Time to sell US Treasuries?

The Super Committee’s failure to compromise on $US1.2 trillion in budget savings won’t much affect the deficit and US credit ratings – or the interest rates and prices of US Treasuries. Still investors should limit holdings of those securities – the long-term outlook is not good.

Although the Super Committee did not reach consensus on a combination of spending cuts and tax hikes, the Budget Control Act automatically triggers $1.2 trillion reductions in defence outlays, non-entitlement domestic spending and some payments to hospitals and healthcare providers.

Savings from winding down wars in Afghanistan and Iraq were already scored into budget projections; hence, new defence cuts will be from the ‘base’ military budget that maintains readiness and defends US security interests around the globe.

The Budget Control Act, passed in August, already cut defence spending by $450 billion over 10 years, and another $500 billion is simply unacceptable.

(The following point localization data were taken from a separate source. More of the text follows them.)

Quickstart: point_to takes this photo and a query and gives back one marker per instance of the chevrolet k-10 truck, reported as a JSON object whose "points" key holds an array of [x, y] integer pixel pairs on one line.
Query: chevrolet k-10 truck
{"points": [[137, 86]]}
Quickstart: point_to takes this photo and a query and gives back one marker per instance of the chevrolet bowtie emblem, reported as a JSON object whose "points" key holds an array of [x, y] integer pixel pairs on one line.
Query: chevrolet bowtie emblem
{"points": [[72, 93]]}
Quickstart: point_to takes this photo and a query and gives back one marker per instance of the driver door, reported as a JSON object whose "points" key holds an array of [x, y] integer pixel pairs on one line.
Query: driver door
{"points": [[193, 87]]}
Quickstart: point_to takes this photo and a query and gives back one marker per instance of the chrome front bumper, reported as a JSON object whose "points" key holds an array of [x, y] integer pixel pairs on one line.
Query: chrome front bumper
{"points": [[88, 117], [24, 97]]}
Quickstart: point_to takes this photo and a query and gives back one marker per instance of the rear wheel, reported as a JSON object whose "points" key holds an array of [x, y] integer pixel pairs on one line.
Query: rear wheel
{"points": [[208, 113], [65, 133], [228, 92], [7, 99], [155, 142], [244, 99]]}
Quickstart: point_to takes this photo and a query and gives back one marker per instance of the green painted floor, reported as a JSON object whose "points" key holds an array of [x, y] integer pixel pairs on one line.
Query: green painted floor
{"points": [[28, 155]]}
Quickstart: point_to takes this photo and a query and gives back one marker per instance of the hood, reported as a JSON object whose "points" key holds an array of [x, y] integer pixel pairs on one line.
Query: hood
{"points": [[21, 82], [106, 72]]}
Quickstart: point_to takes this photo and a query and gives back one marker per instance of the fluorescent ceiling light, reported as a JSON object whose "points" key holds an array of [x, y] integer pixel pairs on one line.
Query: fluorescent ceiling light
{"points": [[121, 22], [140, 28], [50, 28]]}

US hardware is ageing – sons fly the same fighters as did their fathers; cyber warfare requires new capabilities beyond conventional land, air and sea forces; and China is building a navy and will spend on defence 60 per cent as much as the United States within a decade – with lower personnel costs and without America’s global responsibilities. More, not fewer, naval resources are needed to meet that challenge in the Pacific – on his recent trip to Asia and Australia, President Obama committed to a beefed up US presence.

Republicans in Congress will propose repealing the $500 billion cut but liberal Democrats will demand that spending be refinanced with other cuts or new taxes. Grover Norquist won’t be able to stop such a deal – hard realities, especially national security concerns, have a way of neutralising the clout of mono-line political activists.

A deal on defence spending will legitimise similar tradeoffs to reduce other Budget Act mandated cuts and make some tax increases acceptable, even among many conservative Republicans.

Consequently, the impact on the deficit of the Super Committee failure will be marginal. The budget dance that follows should not provide a basis for SP to lower its AA+ rating on US bonds, or for Moody’s and Fitch to lower their AAA ratings.

Longer-term, the cuts the Budget Act required won’t be enough. The United States will continue to borrow too much and grow too slowly until more important structural issues are addressed. Within a few years, US borrowing costs will be much higher than today.

Currently, Washington enjoys low borrowing costs, because foreign central banks, private institutions and ordinary investors are all fleeing European debt. Similarly, China’s shaky banks and dodgy accounting standards, along with Beijing’s exhortations that yuan appreciation has run to course, are causing money to flee China for America. That money is dumping into Treasuries, solid corporate and state debt, and even junk bonds.

Within a few years, that money will leave, after Europe has its ultimate financial crisis and then recovers and investors realise that China’s sovereign debt is no more risky than US paper. Rates on Treasuries will rise, as investors become much more nervous that either Washington won’t be able to continue floating $1 trillion a year in new debt or the Fed will simply roll the printing presses to buy what Treasuries investors won’t take.

Long bond rates will rise, and Treasuries bought today will lose value. Simply, in 2014, why would someone pay as much for Treasuries maturing 27 years later and yielding 3 per cent, when a new 30-year bond pays 5 per cent? At that point investors who purchased bonds today either must wait for those to mature and endure low interest rates, or take a haircut if they sell.

The message to the ordinary investor is simple, Treasuries are safe up to a point – the US government can always print money if necessary to honour its debt – but those investors should only buy bonds with maturities no longer than their circumstances permit them to have their money tied up. Treasuries won’t long be a liquid investment.

Peter Morici is a professor at the Smith School of Business at the University of Maryland and former chief economist at the US International Trade Commission.